Introduction
Companies and organizations in today's fast-paced business world are always trying to be ahead. Data entry operations are the most frustrating task in this race to the top. While it is a large responsibility, data entry operations can take a lot of time. Even though large numbers of management staff manually enter the data into the system, there is no guarantee that the data will be accurate. The human eye is susceptible to making mistakes, no matter how much you do.
Gartner reports that 3% of revenue is spent by businesses on paper. 50% of the waste from composed paper is their waste. A unit 4 study found that office workers spend 69 days per year performing administrative tasks. This leads to a $5 trillion annual productivity loss.
OCR (Optical Character Recognition) is the final solution to this plight. Optical Character Recognition can be used to automate data entry. Many businesses have benefitted from this automated optical characters recognition solution. In this blog, we will talk about how OCR combined with artificial intelligence makes data extraction more precise and seamless.
What is OCR technology exactly?
OCR technology extracts data and transforms it into text. OCR technology can scan ID cards, driver’s licenses and utility bills. These documents can then be removed from their printed or handwritten forms and made machine-readable so that the system understands it and displays it in an online form. The workers won't have to spend hours typing each document online.
An older OCR system detects patterns and analyzes the image.
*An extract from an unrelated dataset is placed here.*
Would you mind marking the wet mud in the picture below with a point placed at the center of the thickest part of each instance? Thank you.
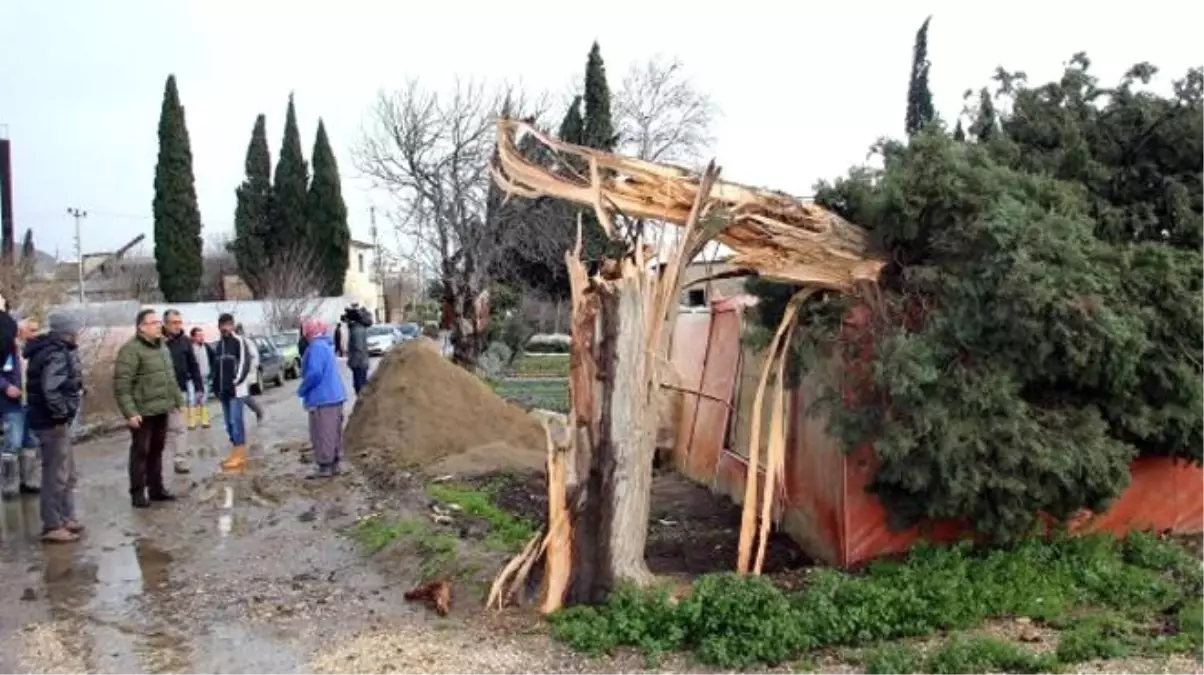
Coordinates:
(243, 574)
If the image contains text, it will extract that text and create a format that can easily be read by a computer. The scanned document is converted into a digital, editable format.
OCR Training Dataset does not allow for the extraction of data and conversion to digital. This task cannot be guaranteed to be accurate or error-free. It is not an easy task as labour is still required to correct errors. Time is also wasted. Businesses have increased their demands. A more intelligent approach to data extraction is therefore essential.
Artificial Intelligence for OCR Rescue
OCR solutions are built on artificial intelligence. They use a machine-learning algorithm to extract data. It employs a combination of computer vision and language processing to extract text from images and give more precise results to the user. AI-based technology allows OCR to recognize the type of document, context, format, language and other details. AI-based OCR can provide a detailed understanding and interpretation of data in a document. It has a 99% accuracy rate. AI-based OCR engine eliminates the need to have human help in making edits.
AI-based OCR is a three-step process:
Preprocessing
The preprocessing of images is used to recognize characters in full.
De-Skew or Despeckle. De-skew is used to give the document an exact alignment. This technique extracts the data precisely without any spots or broken pages and aligns the data correctly. This will smoothen the edges of your document and also remove any spots.
Binarisation. A binary image is a greyscale image, i.e. Black and white images. Binarisation is the process of turning colored images into a binary picture. This process is essential because OCR software primarily works on binary images. This can also impact the quality and accuracy of recognition.
Layout and Line Removing Analysis. This technique can be used to identify the columns and paragraphs. It removes all non-glyphs lines, boxes, and boxes. This makes Dataset For Machine Learning extraction easier as it allows you to identify data in columns.
Script Recognition. Script Recognition. This allows for better data extraction.
Character Recognition
Two methods of character recognition are pattern recognition and feature extraction. The matrix Matching algorithm is used for pattern recognition. The image is then compared to the stored symbol. If the fonts used in typewritten documents are identical, pattern recognition is possible. When dealing with multilingual documents, however, pattern recognition may be difficult to use. Feature extraction does more than identify the character, it only identifies each component of it by breaking it into features.
Automated Form Population
This is an automated data entry process. Verification fields save time by storing the data in memory. OCR engines can also be improved with post-processing methods. These techniques include near neighbor analysis, which corrects any errors and highlights the words that should be written together.
Many businesses are now less burdened by the AI-based OCR tool. This allows data entry to be done quickly and efficiently without the need for tedious or lengthy processes.
GTS And OCR Solutions
Global Technology Solutions (GTS) OCR has got your business covered. With its remarkable accuracy of more than 90% and fast real-time results, GTS helps businesses automate their data extraction processes. In mere seconds, the banking industry, e-commerce, digital payment services, document verification, barcode scanning, Image Data Collection, AI Training Dataset, Video Dataset along with Data Annotation Services and many more can pull out the user information from any type of document by taking advantage of OCR technology. This reduces the overhead of manual data entry and time taking tasks of data collection.